Nel progetto michelangiolesco della piazza capitolina, riprodotto in un’acquaforte di Étienne Dupérac, dovevano essere collocati in cima alla scalinata i due celebri Dioscuri del Quirinale, ma pochi anni dopo furono rinvenuti, durante uno scavo al Ghetto, altri due colossali Dioscuri con i loro cavalli e pertanto si preferì restaurare e sistemare sulla scalinata questi ultimi, senza spostare quelli di Montecavallo. Sempre sul Campidoglio il pontefice aveva fatto erigere la cosiddetta Torre di Paolo III (Palazzo di Aracoeli), come sua residenza estiva fortificata, ma venne demolita nel 1886 nel corso della realizzazione del Vittoriano. Solo alcuni resti di affreschi, attribuiti a Perin del Vaga, sono sopravvissuti e sono attualmente conservati nella caserma “Giacomo Acqua” di piazza del Popolo.

4 Paolo III e il Campidoglio

Nella sala dedicata alla Roma di Paolo III ci accoglie il suo ritratto scultoreo, realizzato da Guglielmo della Porta abbinando il marmo bianco con l’alabastro giallo. Di questo papa, promotore della pace di Nizza tra l’imperatore Carlo V e il re Francesco I e del Concilio di Trento, viene ricordato il suo impegno per il rinnovamento urbanistico e architettonico della città attraverso una mappa con l’evidenziazione di ben 15 interventi. Fu aiutato in particolare da Latino Giovenale Manetti e da Girolamo Maffei, curatores viarum, come evidenziato in mostra da un frammento epigrafico che ricorda l’apertura di via Paola nel 1543.

Proseguendo nel percorso espositivo ci incantiamo davanti alle altre effigi di Paolo III (ritratto da Raffaello quando era cardinale e da Tiziano come papa) e a quelle degli altri artefici della collezione Farnese.

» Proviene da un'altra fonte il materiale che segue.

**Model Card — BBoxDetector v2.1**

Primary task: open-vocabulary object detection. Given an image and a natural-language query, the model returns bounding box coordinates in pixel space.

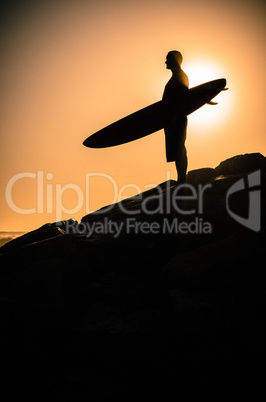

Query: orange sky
[0,0,266,231]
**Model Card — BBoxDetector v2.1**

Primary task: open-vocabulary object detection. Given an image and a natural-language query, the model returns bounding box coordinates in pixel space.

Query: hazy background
[0,0,266,231]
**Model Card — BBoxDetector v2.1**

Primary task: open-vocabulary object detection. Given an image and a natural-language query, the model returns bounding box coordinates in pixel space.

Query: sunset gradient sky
[0,0,266,231]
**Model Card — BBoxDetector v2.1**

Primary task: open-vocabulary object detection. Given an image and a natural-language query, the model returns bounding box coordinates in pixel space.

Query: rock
[215,153,265,175]
[187,168,217,184]
[0,154,266,402]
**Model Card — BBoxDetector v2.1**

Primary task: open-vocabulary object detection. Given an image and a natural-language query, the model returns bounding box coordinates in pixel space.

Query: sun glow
[182,60,231,133]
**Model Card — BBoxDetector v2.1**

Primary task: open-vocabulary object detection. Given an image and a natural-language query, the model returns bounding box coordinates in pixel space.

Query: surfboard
[83,78,226,148]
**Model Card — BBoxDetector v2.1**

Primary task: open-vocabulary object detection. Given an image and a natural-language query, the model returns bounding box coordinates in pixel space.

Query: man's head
[165,50,183,70]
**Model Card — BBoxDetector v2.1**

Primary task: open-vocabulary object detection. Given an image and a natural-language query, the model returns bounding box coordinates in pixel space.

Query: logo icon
[226,170,261,232]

5 Raffaello Sanzio, Ritratto del cardinale Alessandro Farnese (futuro Paolo III), Museo di Capodimonte, Napoli
6 Domenichino, Ritratto del cardinale Odoardo Farnese, Collezione privata

Citiamo, tra le altre opere, il ritratto del Gran Cardinale Alessandro, di Perin del Vaga e il Ritratto del cardinale Odoardo Farnese con sullo sfondo Trastevere e il Gianicolo, realizzato dal Domenichino nel 1602-1603. Dopo questa immersione tra i porporati (con le due eccezioni di Ottavio Farnese e della moglie Margherita, entrambi in abiti scuri), la mostra cerca di far rivivere l’atmosfera di quello che doveva essere il Museum Farnesianum nel più bel palazzo romano del Rinascimento, progettato da Antonio da Sangallo il Giovane e terminato da Michelangelo.

Parliamo ovviamente di Palazzo Farnese, attualmente sede dell’Ambasciata di Francia e della prestigiosa École Française de Rome.

Il visitatore di questa nobile dimora, quando attraversa la Sala dei Fasti Farnesiani, affrescata da Francesco Salviati dal 1552 al 1556 e terminata anni dopo da Taddeo Zuccari, o la celebre Galleria Carracci, affrescata in più riprese tra il 1597 e il 1606-1607 da Annibale Carracci, dal fratello Agostino e aiuti, rimane affascinato dalla maestosità degli spazi, dalla ricchezza cromatica, dal gigantismo delle figure. Ciò che si celebra negli affreschi è la potenza di una famiglia che si riconosce nello sfarzo rinascimentale della mitologia e della storia romana. Allo stesso tempo alcune statue (non più in loco) dovevano celebrare le virtù eroiche della famiglia (pensiamo in particolare all’Ercole Farnese) e la Pax che i Farnese, provenienti dal Viterbese, avevano portato a Roma, dopo aver domato i ribelli Colonna, così come gli imperatori romani avevano domato i Barbari, rappresentati da due Daci in marmo (età traianea), che in precedenza erano appartenuti ai Colonna.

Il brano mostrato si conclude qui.